Arreau, what a coincidence. I just e-mailed MonicaLin to say that Sunnybrook would be an ideal place to have our Poodles. There is a huge area at the top end where there are playing fields and a huge track that goes around and people do walk their dogs there. They do have to be on leash but there is also an off leash park at the bottom of the park.
It would be great if others were interested in getting together. Timing would be the thing for people like yourself who'd have to drive in.


----------



## Beaches (Jan 25, 2014)

Hi gals, 
Thanks for thinking about me Cheri but I am Sauble Beach, not Toronto. I do want to travel in the direction of your town however, to see the gorgeous Miss Journey with my own two eyes.
Hugs,
Beaches


----------



## ArreauStandardPoodle (Sep 1, 2009)

Beaches said:


> Hi gals,
> Thanks for thinking about me Cheri but I am Sauble Beach, not Toronto.
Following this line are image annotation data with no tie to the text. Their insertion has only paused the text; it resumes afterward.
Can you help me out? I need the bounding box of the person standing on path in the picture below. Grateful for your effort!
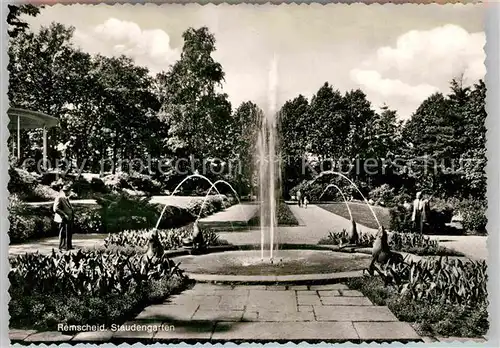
[53,184,74,250]
[297,190,302,208]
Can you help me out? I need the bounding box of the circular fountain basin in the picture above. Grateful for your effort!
[174,250,371,276]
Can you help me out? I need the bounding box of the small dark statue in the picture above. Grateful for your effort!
[182,220,206,254]
[368,227,404,277]
[146,230,165,259]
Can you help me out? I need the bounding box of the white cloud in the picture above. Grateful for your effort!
[350,24,486,117]
[74,18,180,73]
[351,69,439,101]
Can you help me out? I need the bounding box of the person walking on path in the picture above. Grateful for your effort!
[53,184,74,250]
[411,192,424,233]
[297,190,302,207]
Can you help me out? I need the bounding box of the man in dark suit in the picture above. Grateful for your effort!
[54,184,74,250]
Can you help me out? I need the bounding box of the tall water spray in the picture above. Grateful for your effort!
[257,57,280,261]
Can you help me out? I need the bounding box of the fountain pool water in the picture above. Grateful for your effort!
[174,250,371,276]
[256,57,280,263]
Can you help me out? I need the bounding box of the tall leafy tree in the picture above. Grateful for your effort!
[308,83,349,159]
[279,95,314,192]
[159,27,231,167]
[7,4,40,38]
[344,89,375,158]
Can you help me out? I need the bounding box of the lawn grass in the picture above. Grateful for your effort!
[248,202,299,226]
[347,277,489,337]
[9,276,190,331]
[317,202,390,229]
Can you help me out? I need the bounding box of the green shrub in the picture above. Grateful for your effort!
[456,200,488,234]
[368,184,394,206]
[389,199,456,234]
[7,166,39,198]
[104,225,227,250]
[97,193,159,233]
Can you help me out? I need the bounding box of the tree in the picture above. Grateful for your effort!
[8,23,84,164]
[159,27,231,168]
[7,4,43,38]
[308,83,349,159]
[344,89,376,158]
[230,101,264,195]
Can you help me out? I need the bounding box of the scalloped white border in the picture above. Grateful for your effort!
[0,0,500,347]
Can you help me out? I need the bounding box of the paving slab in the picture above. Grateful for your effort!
[340,290,363,297]
[321,296,373,306]
[314,306,398,321]
[297,295,321,306]
[164,294,222,305]
[353,322,421,340]
[9,329,36,341]
[309,284,349,291]
[212,322,359,342]
[247,290,297,311]
[153,322,215,341]
[297,290,318,296]
[297,305,313,312]
[256,311,315,322]
[72,330,114,342]
[136,303,199,321]
[192,308,243,322]
[24,331,73,342]
[242,311,259,321]
[318,290,340,298]
[197,294,248,310]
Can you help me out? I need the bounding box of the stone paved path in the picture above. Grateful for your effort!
[12,283,421,342]
[9,203,488,260]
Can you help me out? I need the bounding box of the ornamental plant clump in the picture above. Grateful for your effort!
[9,250,184,296]
[319,230,450,255]
[381,257,488,306]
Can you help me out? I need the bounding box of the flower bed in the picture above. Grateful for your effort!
[347,258,489,337]
[104,225,228,250]
[318,230,463,256]
[9,250,187,330]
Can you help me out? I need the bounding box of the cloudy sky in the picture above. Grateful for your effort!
[29,4,486,118]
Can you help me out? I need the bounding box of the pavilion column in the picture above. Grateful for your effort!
[17,116,21,161]
[42,126,47,169]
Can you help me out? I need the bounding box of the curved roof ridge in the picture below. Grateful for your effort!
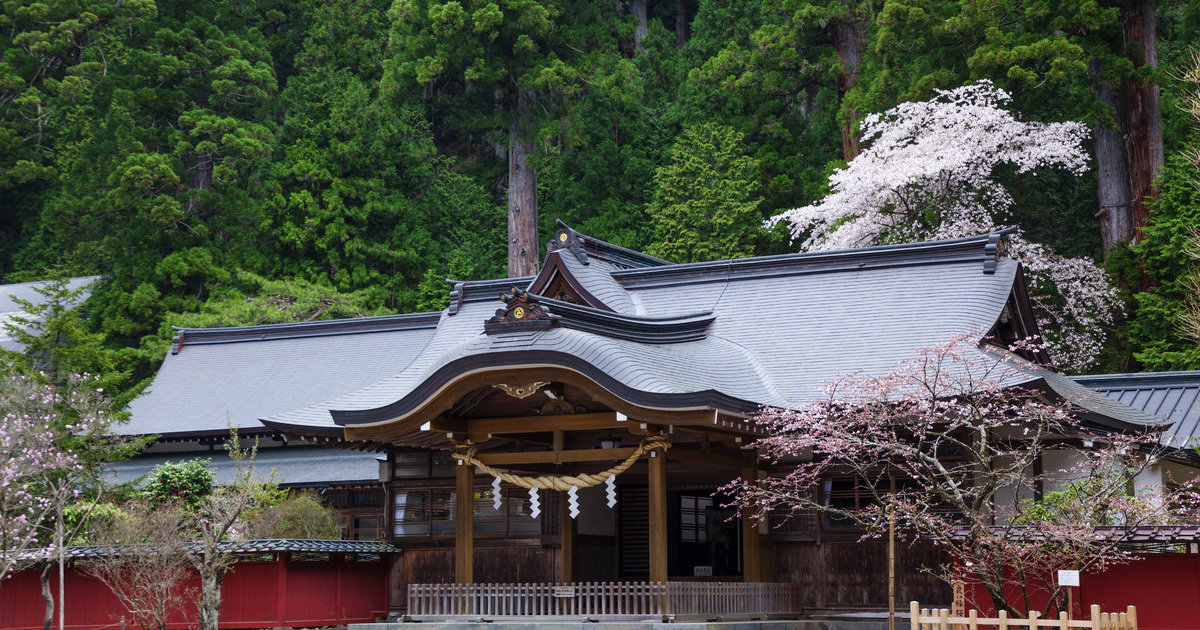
[612,228,1013,288]
[550,218,676,268]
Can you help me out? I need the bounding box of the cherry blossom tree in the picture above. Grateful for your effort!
[727,336,1198,614]
[772,80,1121,370]
[0,377,91,578]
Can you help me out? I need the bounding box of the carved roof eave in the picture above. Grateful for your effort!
[319,350,760,442]
[484,288,716,344]
[527,248,613,311]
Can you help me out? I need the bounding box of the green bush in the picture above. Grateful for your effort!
[142,458,212,510]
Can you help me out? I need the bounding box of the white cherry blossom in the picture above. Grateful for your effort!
[772,80,1121,370]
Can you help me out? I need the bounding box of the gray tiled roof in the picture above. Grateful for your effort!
[118,313,440,437]
[1073,371,1200,446]
[0,276,100,352]
[125,228,1157,444]
[23,538,401,559]
[562,248,636,313]
[264,235,1156,433]
[106,446,379,487]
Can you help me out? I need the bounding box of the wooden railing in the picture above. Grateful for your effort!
[408,582,800,620]
[908,601,1138,630]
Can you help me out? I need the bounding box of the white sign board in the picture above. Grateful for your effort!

I do want to travel in the direction of your town however, to see the gorgeous Miss Journey with my own two eyes.
> Hugs,
> Beaches


Sorry! Hey...you are not far from me at all! We are 45 mins south of Owen Sound! We have GOT to make this happen!


----------



## Suddenly (Aug 8, 2013)

You guys I haven't been around lately due to an illness in my family. BUT Brandon and me are very jealous this sounds like so much fun. We hope you guys put this get together soon and post lots of pictures. Here's my sad boys face when I told him, and he really needs a grooming next week yea.
My mom never let's me get like this. Here's what I really look like.


----------



## Countryboy (May 16, 2011)

Sunnybrook Park... this ole Don Mills boy knows it well.


----------



## ososmart (Jan 2, 2015)

MonicaLin and I met up and introduced Echo and Delilah. It was a warm day and with all the excitement we had two very tired Poodles.


----------



## MonicaLin (Mar 18, 2014)

*Get Together All*

Echo and Delilah have been having a great time playing. There's something really wonderful about being with others who share that same love of poodles. It'd be so much fun for all of us to get together. Are there any organizers out there? :adore: I'm fantastic at delegating, not so at organizing. :bashful:

In other news, Echo is going into continental coat this weekend. I can't wait to see what he looks like.


----------



## ososmart (Jan 2, 2015)

I would love it if others could meet up with us. I even mentioned that Sherwood Park in Toronto would be a great meeting place. It is located between Bayview Ave. and Mount Pleasant just South of Lawrence Ave., close to Sunnybrook Park. This is an off leash park but it has paths that you can walk like a trail. Then there is also Sunnybrook Park if it is wide open spaces that we want.
Hope we can get others interested.
Any takers?


----------